“My mother took the time to give me self-confidence”

by time news

2024-10-06 04:00:25

Boris Cyrulnik, in Strasbourg, on 16 September 2023.” sizes=”(min-width: 1024px) 556px, 100vw” width=”664″ height=”443″/> Boris Cyrulnik, in Strasbourg, on 16 September 2023.

Boris Cyrulnik, 87, has established himself in France as a specialist in resilience and early childhood development. His was marked by the Shoah. The current resurgence of anti-Semitism worries him deeply.

I wouldn’t have gotten here if…

…If, before a multitude of encounters that have guided my life, I had not met my mother for the first time. Really met. And it was decisive. Because in the very short time we spent together – she was deported to Auschwitz when I was 4 years old – she managed to convey to me the appetite for the world, the desire for exploration, the taste for encounters. I don’t know how he did it, but he instilled in me something that proved crucial to my survival in the heart of the war and beyond: self-confidence.

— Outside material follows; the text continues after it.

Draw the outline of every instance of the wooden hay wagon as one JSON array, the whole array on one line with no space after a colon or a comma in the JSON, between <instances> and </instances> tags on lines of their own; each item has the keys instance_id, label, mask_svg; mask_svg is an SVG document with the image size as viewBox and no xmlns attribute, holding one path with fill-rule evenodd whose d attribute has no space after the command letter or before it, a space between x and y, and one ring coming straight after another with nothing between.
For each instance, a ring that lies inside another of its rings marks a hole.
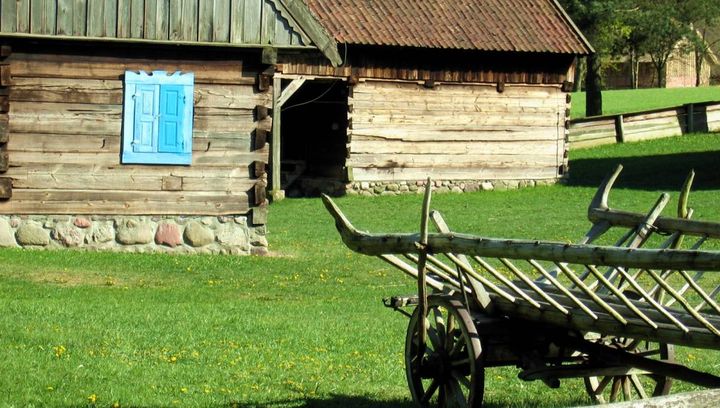
<instances>
[{"instance_id":1,"label":"wooden hay wagon","mask_svg":"<svg viewBox=\"0 0 720 408\"><path fill-rule=\"evenodd\" d=\"M609 208L620 170L598 189L592 227L577 244L451 232L429 211L430 187L419 234L358 231L323 197L349 248L417 279L417 295L385 303L414 306L403 311L405 367L419 406L481 406L484 369L494 366L517 366L521 379L550 387L583 378L600 403L667 394L673 378L720 386L673 359L673 345L720 349L720 277L709 273L720 271L720 251L700 249L720 238L720 223L691 218L692 174L678 217L660 216L667 194L647 214ZM593 244L608 231L622 236Z\"/></svg>"}]
</instances>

The first thousand days of a child’s life are of capital importance, you always tell yourself that…

Essential! It is during this short period of time, even before the word appears, that the brain is sculpted, that the temperament is built, that the propensity for trust, audacity and optimism comes into play. And it begins in the womb, where the child, in total osmosis, experiences well-being or unhappiness, security or stress. Circumstances related to war, social insecurity, domestic violence or life accidents obviously influence the experience of pregnancy and transmission to the child. An insecure mother will also be insecure for her child, who will remain centered on himself and will have no disposition to meet.

But wasn’t the environment your parents lived in, before you were born, particularly unsafe?

It is true. I was born in 1937 in Bordeaux into a family of very poor Eastern European immigrants, and at a time when it was not good to be Jewish with war looming. But my mother played her role as a reassuring mother figure wonderfully. He seemed to get along very well with my father. They were “friends in love”. And if I have few memories from before the war, they are joyful.

I have in my mind the image of my mother playing with me, talking to me, accompanying me to school, always extremely cheerful. I also have some images of my father, a carpenter, working in the small room next to the kitchen, or reading the newspaper saying: “ouch ouch ouch”. He joined the Foreign Legion as soon as war was declared on Germany and my mother found herself alone, with no income. He had to sell the items in the house one after another. He was certainly in a very vulnerable situation and could, logically, have conveyed his anxiety to me; yet, it instilled in me an immense sense of protection.